There’s a new district in town.
Councilman Jimmy Van Bramer (D-Sunnyside), chairman of the Cultural Affairs Committee, announced the designation of the Kaufman Arts District in Astoria.
“This corner of Queens has quickly become a vibrant community of cultural venues and arts organizations that have attracted some of our generation’s greatest artists,” Van Bramer said during the Friday morning event. “Within the borough’s first official arts district, our goals will be to nurture the existing artists and arts organizations, to draw additional, cutting-edge arts groups here and to create an environment in which artistic work will flourish.”
Anchored by Kaufman Astoria Studios and the Museum of the Moving Image, the Kaufman Arts District’s mission will be to advance and promote the area as a world-class, vibrant cultural destination and home for creative industries.
The area is also home to the highly regarded Frank Sinatra School of the Arts, the Astor Room — a restaurant that is housed in the former Paramount commissary — Studio Square, the Queens Council on the Arts, UA Kaufman Astoria Cinemas, the Theater Development Fund’s costume collection and the Astoria Performing Arts Center.
The district is bounded by the bustling 31st Street — where the main entrances to the museum and the studio are — to the west, 34th Avenue to the north, Steinway Street to the east and 37th Avenue to the south.
“As a borough resident who was born and raised only a few block from here, I am proud to say that I helped play a major role in working with the partners to make this day a reality,” Van Bramer, who tried on a vintage ringmaster jacket during the ceremony, said.
Assemblywoman Aravella Simotas (D-Astoria) said the district will elevate the already well-known area even more.
“The new Kaufman Arts District is a wonderful opportunity to showcase and foster Western Queens’ continued rise as an arts and culture destination,” she said. “The designation will recognize that the area surrounding Kaufman Astoria Studios has been transformed by the hard work of so many into a world-class, vibrant cultural and arts district in the heart of Astoria.”
While institutions such as Kaufman have received some flack from surrounding neighbors for taking away parking spaces to accommodate shoots, electeds including state Sen.
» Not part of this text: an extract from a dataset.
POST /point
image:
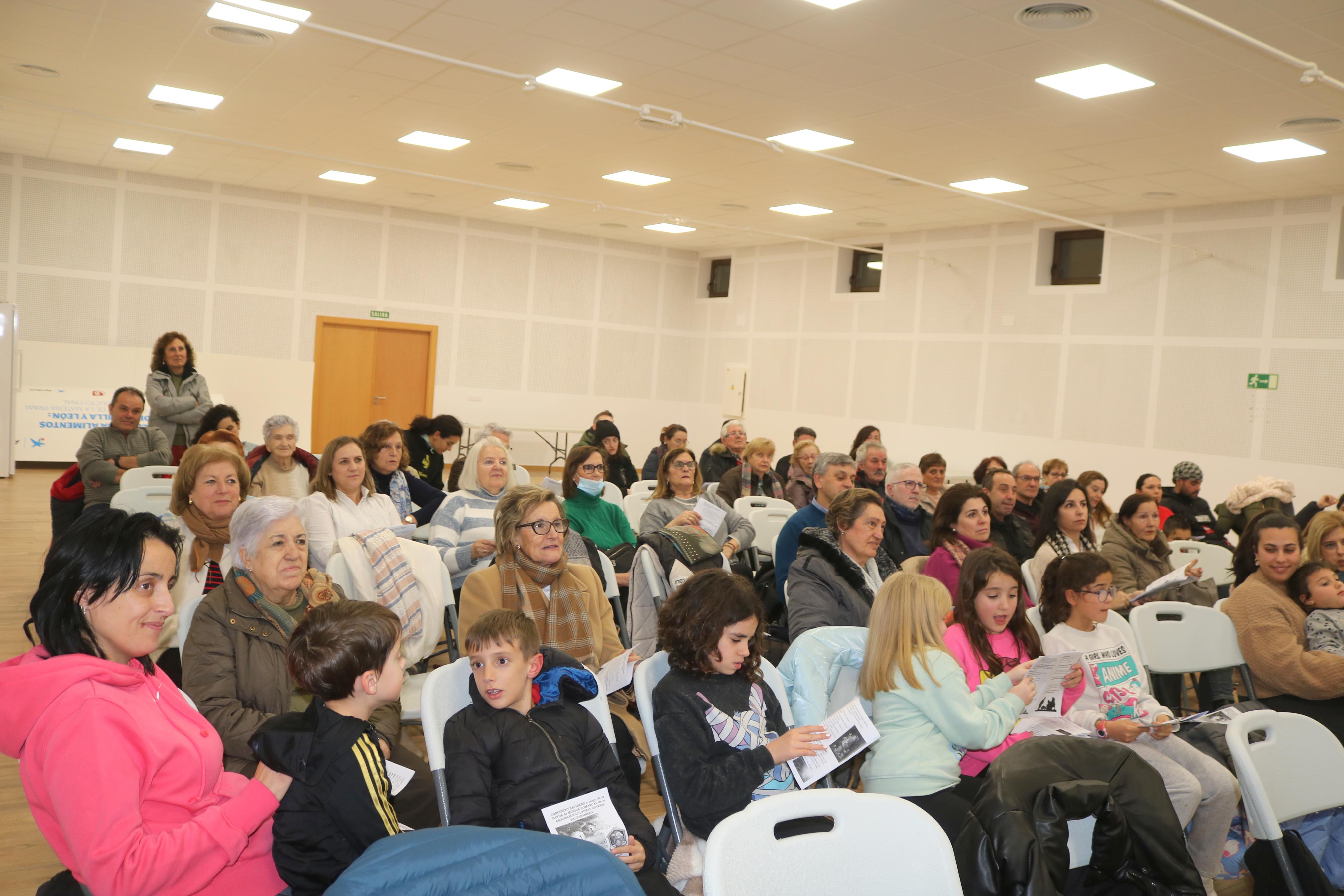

Mike Gianaris (D-Astoria) assert that the pros outbalance the cons.
“The arts have always been at the heart of Astoria’s cultural heritage, thanks in no small part to the presence of Kaufman Astoria Studios,” he said. “Over the years Kaufman and Western Queens have blossomed side by side into a citywide landmark and a neighborhood that doubles as a world-class destination of the arts. It is only right that the Kaufman Arts District will officially proclaim that our community is home to one of the great cultural centers in the world, something all who live here have known for a long time.”